- Date: 12–18 November
- Edition: 11th
- Category: WTA 125K series
- Prize money: $125,000
- Surface: Carpet (indoor)
- Location: Taipei, Taiwan

Champions

Singles
- Luksika Kumkhum

Doubles
- Ankita Raina / Karman Thandi
- ← 2017 · OEC Taipei WTA Challenger · 2019 →

= 2018 OEC Taipei WTA Challenger =

The 2018 OEC Taipei WTA Challenger was a professional tennis tournament played on indoor carpet courts. It was the 11th edition of the tournament and part of the 2018 WTA 125K series, offering a total of $125,000 in prize money. It took place in Taipei, Taiwan, on 12–18 November 2018.

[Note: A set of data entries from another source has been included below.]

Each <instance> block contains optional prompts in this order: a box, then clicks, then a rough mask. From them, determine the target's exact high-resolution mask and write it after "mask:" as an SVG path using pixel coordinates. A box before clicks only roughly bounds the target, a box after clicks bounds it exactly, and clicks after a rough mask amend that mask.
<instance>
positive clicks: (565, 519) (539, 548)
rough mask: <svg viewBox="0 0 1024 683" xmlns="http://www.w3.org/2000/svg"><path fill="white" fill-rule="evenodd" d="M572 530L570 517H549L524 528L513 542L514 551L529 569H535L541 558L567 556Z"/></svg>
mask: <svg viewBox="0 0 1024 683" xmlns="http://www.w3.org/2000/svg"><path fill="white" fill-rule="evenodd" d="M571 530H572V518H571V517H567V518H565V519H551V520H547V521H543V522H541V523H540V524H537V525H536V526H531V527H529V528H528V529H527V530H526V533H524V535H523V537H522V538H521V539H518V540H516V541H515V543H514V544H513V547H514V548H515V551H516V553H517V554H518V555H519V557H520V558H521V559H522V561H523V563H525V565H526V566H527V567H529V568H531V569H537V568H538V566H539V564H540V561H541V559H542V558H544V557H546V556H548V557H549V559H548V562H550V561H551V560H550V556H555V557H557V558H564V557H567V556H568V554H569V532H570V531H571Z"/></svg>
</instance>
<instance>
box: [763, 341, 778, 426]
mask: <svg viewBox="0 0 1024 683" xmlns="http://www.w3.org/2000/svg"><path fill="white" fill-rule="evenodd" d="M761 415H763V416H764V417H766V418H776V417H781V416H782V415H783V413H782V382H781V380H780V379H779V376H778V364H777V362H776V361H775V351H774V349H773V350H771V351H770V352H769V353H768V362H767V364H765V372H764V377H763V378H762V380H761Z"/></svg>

==Singles main draw entrants==

=== Seeds ===

| Country | Player | Rank^{1} | Seed |
|---|---|---|---|
| CHN | Zheng Saisai | 46 | 1 |
| THA | Luksika Kumkhum | 80 | 2 |
| RUS | Margarita Gasparyan | 105 | 3 |
| CHN | Zhu Lin | 114 | 4 |
| JPN | Nao Hibino | 119 | 5 |
| RUS | Vitalia Diatchenko | 120 | 6 |
| UZB | Sabina Sharipova | 122 | 7 |
| JPN | Misaki Doi | 139 | 8 |

- ^{1} Rankings as of 5 November 2018.

=== Other entrants ===
The following player received wildcards into the singles main draw:
- TPE Joanna Garland
- TPE Liang En-shuo
- GER Sabine Lisicki
- HKG Zhang Ling
- CHN Zheng Saisai

The following players received entry from the qualifying draw:
- KOR Jang Su-jeong
- CZE Tereza Martincová
- ROU Elena-Gabriela Ruse
- CHN Zhang Yuxuan

The following player received entry as lucky losers:
- AUS Lizette Cabrera
- HKG Ng Kwan-yau

===Withdrawals===
- SVK Jana Čepelová → replaced by CAN Carol Zhao
- RUS Margarita Gasparyan → replaced by AUS Lizette Cabrera
- GEO Ekaterine Gorgodze → replaced by CHN Xun Fangying
- RUS Evgeniya Rodina → replaced by MNE Danka Kovinić
- GBR Katie Swan → replaced by IND Ankita Raina
- USA Sachia Vickery → replaced by AUT Barbara Haas
- CHN Zheng Saisai → replaced by HKG Ng Kwan-yau

== Doubles entrants ==
=== Seeds ===

| Country | Player | Country | Player | Rank^{1} | Seed |
|---|---|---|---|---|---|
| JPN | Nao Hibino | GEO | Oksana Kalashnikova | 144 | 1 |
| CHN | Han Xinyun | THA | Luksika Kumkhum | 178 | 2 |
| JPN | Misaki Doi | MNE | Danka Kovinić | 221 | 3 |
| RUS | Olga Doroshina | RUS | Natela Dzalamidze | 267 | 4 |

- ^{1} Rankings as of 5 November 2018.

=== Other entrants ===
The following pair received a wildcard into the doubles main draw:
- TPE Lee Ya-hsuan / TPE Liang En-shuo

== Champions ==

===Singles===

- THA Luksika Kumkhum def. GER Sabine Lisicki 6–1, 6–3

===Doubles===

- * IND Ankita Raina / IND Karman Thandi def. RUS Olga Doroshina / RUS Natela Dzalamidze, 6–3, 5–7, [12–12], ret.